W ubiegłym roku na terenie powiatu nie doszło do żadnego wypadku, ale rok wcześniej w Wiśle utonęło dwóch nastolatków.
Te wakacje już są rekordowe, bo utonęły już trzy osoby, ale zatrważająca liczba utonięć dotyczy całego kraju. Przykładowo na Warmii i Mazurach w ubiegłoroczne wakacje utonęło łącznie 10 osób, w te już 14, a przed nami jeszcze kilka letnich tygodni. Według prognoz, sierpień ma być równie ciepły, a więc pokusa wejścia do wody wciąż będzie duża.
Silny nurt oraz nieregularne dno
Główne przyczyny nieszczęść nad wodą to alkohol, brawura, ale także po prostu bezmyślność bądź ślepa wiara w to, że „nam się to nie przydarzy”. Najczęściej dochodzi do nich w rzekach i jeziorach. Na Wiśle służby niemal każdego dnia obserwują zachowania, które mogą doprowadzić do tragedii.
– Dzieci pływające same bez opieki dorosłych, osoby wchodzące na przykosy, czy w miejsce w rejonie tamy wojskowej, gdzie mamy do czynienia z wirami i cofką – wymieniają ratownicy Piaseczyńskiego WOPR – Grupa Interwencyjna Góra Kalwaria.
Ratownicy zwracają także uwagę na przykosę przy moście samochodowym, która jest bardzo niebezpiecznym miejscem do kąpieli. Niestety chętnych na nią w tym miejscu nie brakuje.

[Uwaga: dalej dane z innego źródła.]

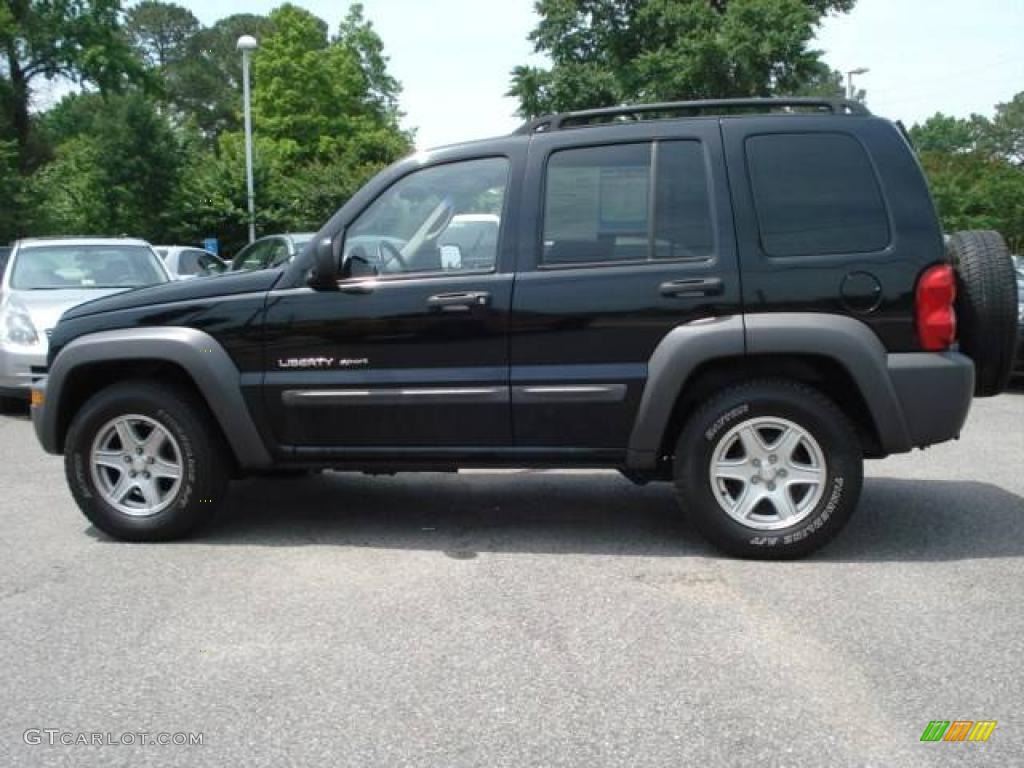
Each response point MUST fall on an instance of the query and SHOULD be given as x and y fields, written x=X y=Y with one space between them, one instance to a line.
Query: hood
x=45 y=307
x=228 y=284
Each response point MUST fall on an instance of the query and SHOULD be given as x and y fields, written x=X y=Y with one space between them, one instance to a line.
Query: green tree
x=941 y=133
x=206 y=86
x=605 y=52
x=81 y=40
x=974 y=167
x=116 y=168
x=1005 y=134
x=161 y=32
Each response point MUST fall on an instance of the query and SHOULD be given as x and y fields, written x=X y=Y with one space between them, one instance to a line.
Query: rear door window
x=598 y=206
x=815 y=194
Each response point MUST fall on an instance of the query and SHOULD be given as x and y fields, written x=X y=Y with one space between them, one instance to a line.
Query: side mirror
x=355 y=264
x=325 y=273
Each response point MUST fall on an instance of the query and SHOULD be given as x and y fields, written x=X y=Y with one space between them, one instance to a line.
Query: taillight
x=936 y=316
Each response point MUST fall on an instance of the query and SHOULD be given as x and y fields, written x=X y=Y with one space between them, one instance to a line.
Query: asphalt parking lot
x=518 y=619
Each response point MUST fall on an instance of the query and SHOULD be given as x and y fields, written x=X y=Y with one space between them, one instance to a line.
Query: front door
x=411 y=351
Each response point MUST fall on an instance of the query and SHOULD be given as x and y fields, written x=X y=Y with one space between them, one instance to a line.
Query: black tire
x=772 y=398
x=205 y=469
x=986 y=306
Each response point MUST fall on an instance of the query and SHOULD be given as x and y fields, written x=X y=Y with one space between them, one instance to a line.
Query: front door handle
x=692 y=287
x=459 y=302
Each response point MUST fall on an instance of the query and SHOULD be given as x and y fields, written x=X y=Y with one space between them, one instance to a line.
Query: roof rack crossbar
x=587 y=117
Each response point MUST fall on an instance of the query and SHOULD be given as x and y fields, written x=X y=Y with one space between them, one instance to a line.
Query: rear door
x=833 y=216
x=629 y=235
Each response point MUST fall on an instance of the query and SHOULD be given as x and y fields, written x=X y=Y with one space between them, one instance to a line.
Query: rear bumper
x=934 y=391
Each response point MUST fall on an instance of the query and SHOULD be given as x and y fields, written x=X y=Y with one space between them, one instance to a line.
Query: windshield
x=85 y=266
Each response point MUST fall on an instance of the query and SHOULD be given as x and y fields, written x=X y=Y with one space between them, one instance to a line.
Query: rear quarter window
x=815 y=194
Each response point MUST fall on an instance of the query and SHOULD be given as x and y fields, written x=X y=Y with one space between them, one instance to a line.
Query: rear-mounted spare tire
x=986 y=306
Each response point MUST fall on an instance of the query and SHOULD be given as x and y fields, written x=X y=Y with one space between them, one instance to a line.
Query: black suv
x=744 y=298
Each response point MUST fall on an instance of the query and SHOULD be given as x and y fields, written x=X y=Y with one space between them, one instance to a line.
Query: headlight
x=15 y=325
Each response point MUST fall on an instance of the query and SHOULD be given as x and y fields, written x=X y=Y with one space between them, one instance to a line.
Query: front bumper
x=935 y=391
x=18 y=368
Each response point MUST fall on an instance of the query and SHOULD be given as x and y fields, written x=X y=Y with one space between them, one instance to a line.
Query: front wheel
x=142 y=462
x=769 y=469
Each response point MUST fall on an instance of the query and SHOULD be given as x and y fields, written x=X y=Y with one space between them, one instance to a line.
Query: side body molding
x=675 y=358
x=844 y=339
x=198 y=352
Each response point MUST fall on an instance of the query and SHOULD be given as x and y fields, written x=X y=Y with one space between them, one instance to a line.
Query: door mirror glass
x=325 y=273
x=357 y=265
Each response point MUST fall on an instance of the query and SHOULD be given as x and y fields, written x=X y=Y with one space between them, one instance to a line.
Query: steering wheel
x=393 y=254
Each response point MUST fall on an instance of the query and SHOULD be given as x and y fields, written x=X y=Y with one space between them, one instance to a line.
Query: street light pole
x=247 y=44
x=850 y=92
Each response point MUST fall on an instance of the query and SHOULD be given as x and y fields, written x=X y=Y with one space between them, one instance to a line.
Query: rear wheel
x=142 y=463
x=986 y=306
x=769 y=469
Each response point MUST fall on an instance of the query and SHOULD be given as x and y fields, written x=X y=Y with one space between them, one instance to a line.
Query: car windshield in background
x=64 y=266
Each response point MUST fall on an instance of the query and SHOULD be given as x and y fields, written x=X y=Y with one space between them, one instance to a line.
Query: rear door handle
x=459 y=302
x=692 y=287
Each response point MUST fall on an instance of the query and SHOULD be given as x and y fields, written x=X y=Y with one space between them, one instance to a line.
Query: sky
x=453 y=57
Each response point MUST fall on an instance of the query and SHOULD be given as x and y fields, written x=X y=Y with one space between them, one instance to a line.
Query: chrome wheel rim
x=768 y=473
x=136 y=465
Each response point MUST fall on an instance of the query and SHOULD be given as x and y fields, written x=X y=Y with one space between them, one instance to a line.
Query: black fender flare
x=197 y=352
x=846 y=340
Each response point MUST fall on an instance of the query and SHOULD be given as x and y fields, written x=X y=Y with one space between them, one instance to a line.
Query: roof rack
x=686 y=109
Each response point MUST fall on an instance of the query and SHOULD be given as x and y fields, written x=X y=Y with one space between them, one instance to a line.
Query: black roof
x=669 y=110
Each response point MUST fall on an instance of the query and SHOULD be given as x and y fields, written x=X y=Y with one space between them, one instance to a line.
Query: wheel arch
x=840 y=355
x=188 y=356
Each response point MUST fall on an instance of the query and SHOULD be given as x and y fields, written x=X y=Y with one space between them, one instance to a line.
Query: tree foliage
x=154 y=147
x=975 y=167
x=605 y=52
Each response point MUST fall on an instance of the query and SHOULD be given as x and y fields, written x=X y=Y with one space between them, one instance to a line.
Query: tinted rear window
x=815 y=194
x=598 y=206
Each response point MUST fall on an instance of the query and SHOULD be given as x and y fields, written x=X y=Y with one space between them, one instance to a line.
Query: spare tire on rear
x=986 y=306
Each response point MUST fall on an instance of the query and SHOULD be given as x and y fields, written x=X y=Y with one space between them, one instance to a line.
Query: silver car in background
x=44 y=278
x=185 y=262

Służby czuwają nad bezpieczeństwem odpoczywających nad Wisłą, wykorzystując m.in. łódź RIB oraz jeden ze skuterów wodnych z platformą LifeSled. Jak podkreślają, w ostatnim dniach udało im się zapobiec kilku potencjalnie niebezpiecznym sytuacjom.
Przypominamy, że kąpiel w Wiśle jest zabroniona z uwagi m.in. na jej silny nurt oraz nieregularne dno, co widać na filmie, przygotowanym przez ratowników Piaseczyńskiego WOPR – Grupa Interwencyjna Góra Kalwaria. Łamanie zakazów kąpieli jest wręcz śmiertelnie niebezpieczne.